Just after a new release of SQL Server, I often get e-mails and calls from folks with this question: “Can I upgrade from Customer Technical Preview (CTP) x or Beta #x or Release Candidate (RC) to the “Released to Manufacturing” (RTM) version?”
Unfortunately, no. Right up until the last minute, things are changing in the code – and you want that to happen. Our internal testing runs right up until the second we lock down for release, and we watch the CTP/RC/Beta reports to make sure there are no show-stoppers, and fix what we find. And it’s not just “big” changes you need to worry about – a simple change in one line of code can have a massive effect.
Even if you've done this before and things seemed to go well, you may be in a difficult situation because of it.I’ve dealt with someone who faced this exact situation in SQL Server 2008. They upgraded (which is clearly prohibited in the documentation) from a CTP to the RTM version over a year ago. Everything was working fine.
But then…one day they had an issue. Couldn’t fix it themselves, we took a look, days went by, and we finally had to call in the big guns for support. Turns out, the upgrade was the problem. So we had to come up with some elaborate schemes to get the system migrated over while they were in production. This was painful for everyone involved. So in general it's just a really not a good idea.

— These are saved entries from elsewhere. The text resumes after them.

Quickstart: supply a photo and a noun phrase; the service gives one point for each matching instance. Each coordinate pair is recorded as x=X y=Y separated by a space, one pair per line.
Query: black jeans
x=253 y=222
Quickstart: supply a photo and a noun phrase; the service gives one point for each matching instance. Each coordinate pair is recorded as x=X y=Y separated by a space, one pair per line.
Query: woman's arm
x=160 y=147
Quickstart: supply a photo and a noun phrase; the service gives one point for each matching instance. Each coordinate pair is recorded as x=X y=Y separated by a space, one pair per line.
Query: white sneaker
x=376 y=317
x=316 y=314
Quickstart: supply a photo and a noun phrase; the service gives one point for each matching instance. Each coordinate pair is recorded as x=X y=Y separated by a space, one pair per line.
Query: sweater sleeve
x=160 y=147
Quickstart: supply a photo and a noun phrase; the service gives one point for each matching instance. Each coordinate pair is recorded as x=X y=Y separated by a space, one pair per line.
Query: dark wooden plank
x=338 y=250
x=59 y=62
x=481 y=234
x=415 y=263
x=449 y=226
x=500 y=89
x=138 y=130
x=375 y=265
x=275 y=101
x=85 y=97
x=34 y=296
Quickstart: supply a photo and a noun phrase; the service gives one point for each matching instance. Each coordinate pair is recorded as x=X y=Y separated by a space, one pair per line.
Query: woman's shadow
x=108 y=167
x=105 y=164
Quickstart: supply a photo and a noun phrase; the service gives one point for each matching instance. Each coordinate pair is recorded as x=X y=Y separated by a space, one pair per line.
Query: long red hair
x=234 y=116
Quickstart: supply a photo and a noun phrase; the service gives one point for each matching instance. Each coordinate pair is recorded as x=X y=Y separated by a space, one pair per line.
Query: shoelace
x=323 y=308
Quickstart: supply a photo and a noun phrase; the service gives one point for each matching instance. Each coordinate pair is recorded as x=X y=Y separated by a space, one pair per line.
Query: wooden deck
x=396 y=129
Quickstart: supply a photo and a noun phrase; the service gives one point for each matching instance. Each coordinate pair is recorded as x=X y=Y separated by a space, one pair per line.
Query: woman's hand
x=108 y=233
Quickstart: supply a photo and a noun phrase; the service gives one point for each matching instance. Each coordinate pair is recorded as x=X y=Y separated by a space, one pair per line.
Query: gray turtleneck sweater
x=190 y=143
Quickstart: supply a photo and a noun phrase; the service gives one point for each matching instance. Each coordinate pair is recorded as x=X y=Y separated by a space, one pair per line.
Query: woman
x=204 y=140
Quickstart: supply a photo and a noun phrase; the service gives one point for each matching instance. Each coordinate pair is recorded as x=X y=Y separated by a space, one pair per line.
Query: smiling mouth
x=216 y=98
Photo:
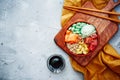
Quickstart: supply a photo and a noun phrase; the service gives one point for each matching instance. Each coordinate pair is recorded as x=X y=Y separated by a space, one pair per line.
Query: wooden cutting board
x=105 y=28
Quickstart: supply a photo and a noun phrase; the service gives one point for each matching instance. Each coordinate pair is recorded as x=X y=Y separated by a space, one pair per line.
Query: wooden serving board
x=105 y=29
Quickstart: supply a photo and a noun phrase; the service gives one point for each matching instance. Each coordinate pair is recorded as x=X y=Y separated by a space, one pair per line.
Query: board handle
x=116 y=3
x=111 y=5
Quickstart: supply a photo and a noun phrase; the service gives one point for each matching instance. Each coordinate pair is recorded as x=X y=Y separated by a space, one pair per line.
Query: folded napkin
x=106 y=65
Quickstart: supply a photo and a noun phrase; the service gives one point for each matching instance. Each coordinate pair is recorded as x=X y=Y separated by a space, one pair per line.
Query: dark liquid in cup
x=56 y=62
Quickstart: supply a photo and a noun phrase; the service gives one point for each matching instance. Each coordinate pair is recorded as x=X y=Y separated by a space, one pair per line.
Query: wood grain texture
x=105 y=29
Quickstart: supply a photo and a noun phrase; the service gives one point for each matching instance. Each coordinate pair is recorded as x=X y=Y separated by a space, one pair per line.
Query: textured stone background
x=27 y=30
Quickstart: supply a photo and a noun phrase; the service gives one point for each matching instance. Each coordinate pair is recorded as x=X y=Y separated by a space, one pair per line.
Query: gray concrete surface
x=27 y=30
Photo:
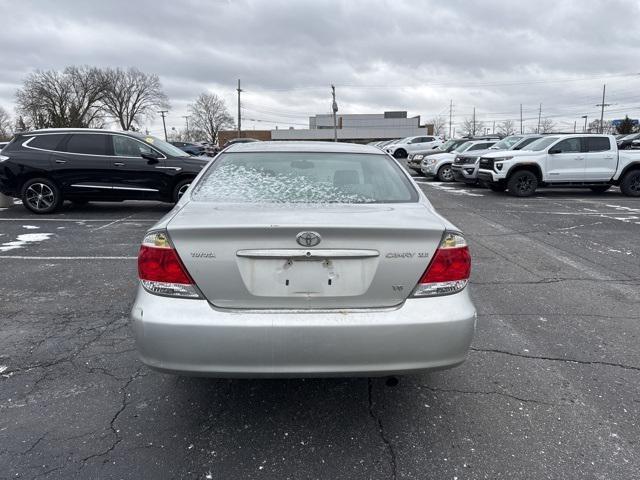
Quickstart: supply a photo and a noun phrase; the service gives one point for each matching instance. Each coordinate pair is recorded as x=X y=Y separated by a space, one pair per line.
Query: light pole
x=334 y=109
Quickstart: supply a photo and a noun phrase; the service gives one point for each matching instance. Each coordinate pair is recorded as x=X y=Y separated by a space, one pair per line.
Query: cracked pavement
x=551 y=387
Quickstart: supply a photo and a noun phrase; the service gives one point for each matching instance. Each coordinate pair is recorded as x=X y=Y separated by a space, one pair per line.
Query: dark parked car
x=46 y=167
x=190 y=148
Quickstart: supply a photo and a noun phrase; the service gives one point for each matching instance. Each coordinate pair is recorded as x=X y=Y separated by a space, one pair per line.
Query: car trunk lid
x=249 y=256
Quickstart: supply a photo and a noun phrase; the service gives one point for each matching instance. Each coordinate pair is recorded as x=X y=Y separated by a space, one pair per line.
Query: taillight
x=160 y=270
x=449 y=269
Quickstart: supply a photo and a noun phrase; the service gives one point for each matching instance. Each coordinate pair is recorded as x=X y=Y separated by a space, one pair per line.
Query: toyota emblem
x=308 y=239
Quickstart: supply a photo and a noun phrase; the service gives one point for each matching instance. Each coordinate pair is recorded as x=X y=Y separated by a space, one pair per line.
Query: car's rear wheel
x=522 y=184
x=400 y=153
x=180 y=188
x=41 y=195
x=497 y=187
x=630 y=184
x=445 y=174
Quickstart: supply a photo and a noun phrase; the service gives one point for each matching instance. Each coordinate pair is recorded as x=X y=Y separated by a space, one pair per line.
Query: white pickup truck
x=587 y=161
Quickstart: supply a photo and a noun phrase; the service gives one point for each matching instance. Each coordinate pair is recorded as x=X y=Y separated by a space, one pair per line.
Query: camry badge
x=308 y=239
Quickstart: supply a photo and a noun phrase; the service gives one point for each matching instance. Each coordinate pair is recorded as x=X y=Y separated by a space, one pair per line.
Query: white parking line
x=24 y=257
x=102 y=220
x=112 y=223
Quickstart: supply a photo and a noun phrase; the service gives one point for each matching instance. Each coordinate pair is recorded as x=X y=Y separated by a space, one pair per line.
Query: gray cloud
x=409 y=55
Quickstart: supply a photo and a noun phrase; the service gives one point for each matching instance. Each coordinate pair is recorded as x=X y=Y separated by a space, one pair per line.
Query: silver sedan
x=303 y=259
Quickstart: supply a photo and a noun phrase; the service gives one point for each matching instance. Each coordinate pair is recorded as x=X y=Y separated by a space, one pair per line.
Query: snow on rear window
x=270 y=177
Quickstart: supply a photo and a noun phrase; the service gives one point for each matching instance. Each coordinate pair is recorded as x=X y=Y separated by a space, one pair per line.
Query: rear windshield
x=303 y=177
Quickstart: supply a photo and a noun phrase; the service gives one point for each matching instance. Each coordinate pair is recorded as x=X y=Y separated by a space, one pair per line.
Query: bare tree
x=547 y=125
x=71 y=98
x=471 y=128
x=209 y=115
x=507 y=127
x=132 y=94
x=438 y=123
x=5 y=125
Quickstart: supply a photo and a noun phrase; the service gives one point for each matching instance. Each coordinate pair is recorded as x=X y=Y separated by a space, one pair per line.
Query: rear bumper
x=191 y=337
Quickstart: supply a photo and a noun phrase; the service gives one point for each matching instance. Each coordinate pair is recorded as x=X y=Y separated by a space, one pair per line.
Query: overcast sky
x=381 y=55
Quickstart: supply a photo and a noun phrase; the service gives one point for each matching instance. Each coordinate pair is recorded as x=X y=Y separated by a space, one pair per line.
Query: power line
x=239 y=90
x=164 y=125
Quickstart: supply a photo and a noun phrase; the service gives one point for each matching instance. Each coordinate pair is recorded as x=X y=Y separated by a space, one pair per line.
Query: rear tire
x=41 y=196
x=496 y=187
x=445 y=174
x=522 y=184
x=180 y=188
x=630 y=184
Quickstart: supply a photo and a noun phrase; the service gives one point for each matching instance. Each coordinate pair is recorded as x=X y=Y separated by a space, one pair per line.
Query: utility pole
x=450 y=116
x=521 y=129
x=186 y=119
x=539 y=118
x=604 y=87
x=334 y=109
x=473 y=131
x=164 y=125
x=239 y=90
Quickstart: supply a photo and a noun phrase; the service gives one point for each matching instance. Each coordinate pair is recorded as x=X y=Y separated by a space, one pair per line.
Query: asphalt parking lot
x=551 y=388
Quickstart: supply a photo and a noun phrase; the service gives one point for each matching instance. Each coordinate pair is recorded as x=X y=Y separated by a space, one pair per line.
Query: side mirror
x=150 y=157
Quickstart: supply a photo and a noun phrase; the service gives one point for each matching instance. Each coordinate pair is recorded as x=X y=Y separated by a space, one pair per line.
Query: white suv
x=401 y=148
x=588 y=161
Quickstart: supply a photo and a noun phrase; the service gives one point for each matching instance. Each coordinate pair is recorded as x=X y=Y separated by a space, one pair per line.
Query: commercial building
x=356 y=128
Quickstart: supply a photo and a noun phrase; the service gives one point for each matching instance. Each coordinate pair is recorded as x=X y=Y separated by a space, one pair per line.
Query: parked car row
x=520 y=164
x=46 y=167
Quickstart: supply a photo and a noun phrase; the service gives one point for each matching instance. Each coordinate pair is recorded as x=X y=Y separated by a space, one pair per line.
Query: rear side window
x=570 y=145
x=87 y=143
x=128 y=147
x=598 y=144
x=302 y=177
x=46 y=142
x=480 y=146
x=525 y=142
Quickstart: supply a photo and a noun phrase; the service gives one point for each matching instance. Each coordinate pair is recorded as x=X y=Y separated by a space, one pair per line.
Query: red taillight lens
x=161 y=265
x=448 y=265
x=449 y=269
x=160 y=270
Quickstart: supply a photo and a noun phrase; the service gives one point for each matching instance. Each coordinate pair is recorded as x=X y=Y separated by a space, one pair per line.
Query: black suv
x=46 y=167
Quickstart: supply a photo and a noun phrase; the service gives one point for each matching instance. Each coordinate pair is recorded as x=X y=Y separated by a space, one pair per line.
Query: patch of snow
x=452 y=189
x=23 y=240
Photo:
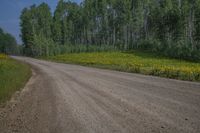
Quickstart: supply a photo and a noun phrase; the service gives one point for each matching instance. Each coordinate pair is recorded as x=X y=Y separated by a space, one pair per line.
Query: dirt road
x=62 y=98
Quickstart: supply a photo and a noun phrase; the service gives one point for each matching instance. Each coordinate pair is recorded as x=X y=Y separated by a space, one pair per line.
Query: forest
x=167 y=27
x=8 y=44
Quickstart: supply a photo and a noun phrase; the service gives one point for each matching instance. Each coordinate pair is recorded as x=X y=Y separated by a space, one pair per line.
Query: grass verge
x=13 y=76
x=136 y=62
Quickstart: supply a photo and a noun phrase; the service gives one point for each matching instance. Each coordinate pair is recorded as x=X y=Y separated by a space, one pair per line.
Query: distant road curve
x=62 y=98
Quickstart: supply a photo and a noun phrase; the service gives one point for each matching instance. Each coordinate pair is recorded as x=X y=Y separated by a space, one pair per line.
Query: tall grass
x=13 y=76
x=137 y=62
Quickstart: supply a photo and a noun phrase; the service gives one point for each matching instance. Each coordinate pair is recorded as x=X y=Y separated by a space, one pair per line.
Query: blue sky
x=10 y=12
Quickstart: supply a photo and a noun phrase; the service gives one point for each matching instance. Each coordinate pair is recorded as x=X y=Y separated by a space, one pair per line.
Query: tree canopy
x=170 y=27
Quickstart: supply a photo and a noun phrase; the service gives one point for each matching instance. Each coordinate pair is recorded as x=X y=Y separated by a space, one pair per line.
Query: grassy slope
x=138 y=62
x=13 y=76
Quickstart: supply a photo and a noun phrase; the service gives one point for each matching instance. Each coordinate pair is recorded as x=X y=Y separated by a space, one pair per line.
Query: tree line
x=169 y=27
x=8 y=44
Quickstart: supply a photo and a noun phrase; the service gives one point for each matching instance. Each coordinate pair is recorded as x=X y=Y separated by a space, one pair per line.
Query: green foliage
x=135 y=61
x=8 y=44
x=171 y=27
x=13 y=76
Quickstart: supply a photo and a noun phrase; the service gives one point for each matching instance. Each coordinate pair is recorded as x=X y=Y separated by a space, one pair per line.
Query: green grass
x=136 y=62
x=13 y=76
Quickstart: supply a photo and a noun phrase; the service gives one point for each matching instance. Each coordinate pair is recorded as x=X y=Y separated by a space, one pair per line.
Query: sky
x=10 y=11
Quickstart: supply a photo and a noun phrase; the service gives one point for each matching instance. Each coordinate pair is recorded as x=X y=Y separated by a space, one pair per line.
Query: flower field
x=136 y=62
x=13 y=76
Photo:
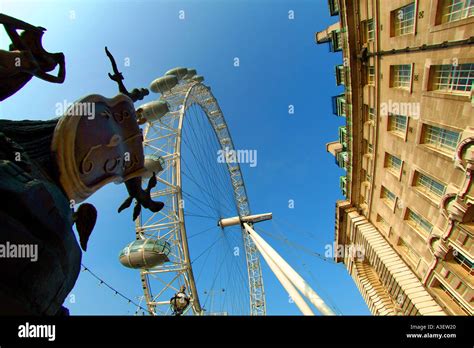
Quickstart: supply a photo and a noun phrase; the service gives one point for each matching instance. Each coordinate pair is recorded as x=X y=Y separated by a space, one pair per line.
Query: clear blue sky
x=280 y=64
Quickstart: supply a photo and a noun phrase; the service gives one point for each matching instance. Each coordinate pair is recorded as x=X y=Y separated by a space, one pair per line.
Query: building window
x=409 y=252
x=440 y=138
x=371 y=114
x=340 y=75
x=429 y=186
x=384 y=225
x=455 y=10
x=371 y=75
x=388 y=197
x=453 y=79
x=334 y=7
x=393 y=164
x=464 y=262
x=397 y=124
x=403 y=20
x=401 y=76
x=371 y=29
x=418 y=223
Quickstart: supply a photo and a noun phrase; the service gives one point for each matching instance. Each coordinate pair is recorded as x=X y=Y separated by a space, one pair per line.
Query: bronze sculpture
x=48 y=167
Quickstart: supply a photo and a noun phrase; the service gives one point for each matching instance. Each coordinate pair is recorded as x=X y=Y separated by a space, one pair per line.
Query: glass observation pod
x=145 y=253
x=152 y=111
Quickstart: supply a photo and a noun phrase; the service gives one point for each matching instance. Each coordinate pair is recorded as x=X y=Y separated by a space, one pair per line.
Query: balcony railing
x=340 y=75
x=335 y=44
x=339 y=105
x=333 y=7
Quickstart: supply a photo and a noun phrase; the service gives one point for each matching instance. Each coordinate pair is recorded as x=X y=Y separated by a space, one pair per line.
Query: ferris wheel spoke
x=198 y=189
x=202 y=159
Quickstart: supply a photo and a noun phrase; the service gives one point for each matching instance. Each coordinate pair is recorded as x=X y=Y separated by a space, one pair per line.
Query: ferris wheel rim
x=241 y=203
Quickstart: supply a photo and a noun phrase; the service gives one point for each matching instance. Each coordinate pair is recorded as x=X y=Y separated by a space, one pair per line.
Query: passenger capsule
x=145 y=253
x=163 y=84
x=191 y=73
x=179 y=72
x=197 y=78
x=152 y=111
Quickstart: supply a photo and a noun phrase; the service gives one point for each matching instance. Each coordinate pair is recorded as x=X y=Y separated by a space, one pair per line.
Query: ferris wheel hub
x=237 y=220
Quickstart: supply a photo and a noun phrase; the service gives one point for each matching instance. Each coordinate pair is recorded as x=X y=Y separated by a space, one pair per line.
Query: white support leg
x=289 y=272
x=285 y=282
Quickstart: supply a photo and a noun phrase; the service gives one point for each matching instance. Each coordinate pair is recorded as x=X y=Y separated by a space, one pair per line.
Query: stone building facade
x=408 y=151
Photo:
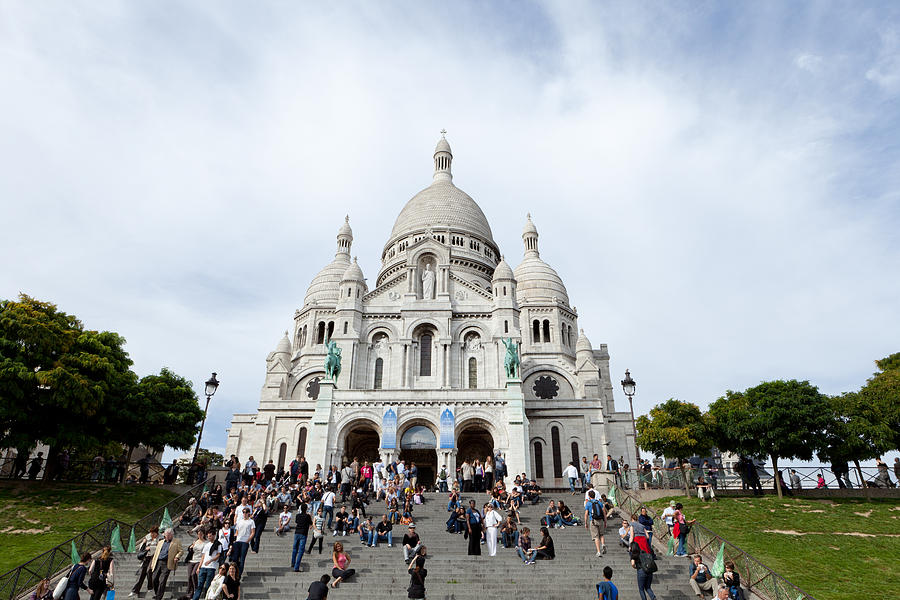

There is one caveat to this story – if you are a “TAP” customer (you’ll know if you are), we help you move from the CTP products to RTM, but that’s a special case that we track carefully and send along special instructions and tools to help you along. That level of effort isn’t possible on a large scale, so it’s not just a magic tool that we run to upgrade from CTP to RTM. So again, unless you’re a TAP customer, it’s a no-no.